3. Collaborate with families as needed in developing and implementing behavior treatment plan.
4. Facilitate learning of appropriate social, community, communication, community safety, healthy sexuality and stranger avoidance skills, and development of peer relationships and leisure and recreational interests.
5. Facilitate child’s inclusion into early intervention and educational programs, recreational programs, and community settings.
6. Coordinate services with members of infant, child, or youth’s interdisciplinary team in early intervention (IFSP) or educational (IEP) settings. Refer to Appendix G.
7. Ensure that if the appointment of guardian is necessary, the individual is fully informed about the child or youth’s health-related needs.
8. Ensure that children and youth with intellectual disabilities participate in decision making as fully as possible and are informed of their rights and protections.
CLIENT OUTCOMES
1. Child or youth and family will express overall satisfaction as measured by quality-of-life indicators.
2. Family and child or youth will cope with challenges of living with disability.
3. Family will be adept in accessing community resources.
4. Child or youth will demonstrate autonomy, self-determination, and self-advocacy behaviors.
5. Youth will graduate from high school or obtain a high school certificate.
6. Youth will have acquired school-based work experience as precursor for adult employment.
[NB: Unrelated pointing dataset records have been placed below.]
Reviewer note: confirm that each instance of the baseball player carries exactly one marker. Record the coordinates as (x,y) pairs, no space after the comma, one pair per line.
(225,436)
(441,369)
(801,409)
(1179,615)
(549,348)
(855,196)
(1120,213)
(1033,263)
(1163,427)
7. Child or youth will have participated in inclusive school and community-based activities.
8. Child or youth will have age-appropriate social relationships with peers with and without disabilities.
9. Youth will have access to sex education enabling healthy sexuality, responsible sexual expression, and protection from sexual exploitation and abuse.
American Association on Mental Retardation, The ARC. Mental retardation: definition, classification, and systems of supports, ed 10. Washington, DC: The Association, 2002.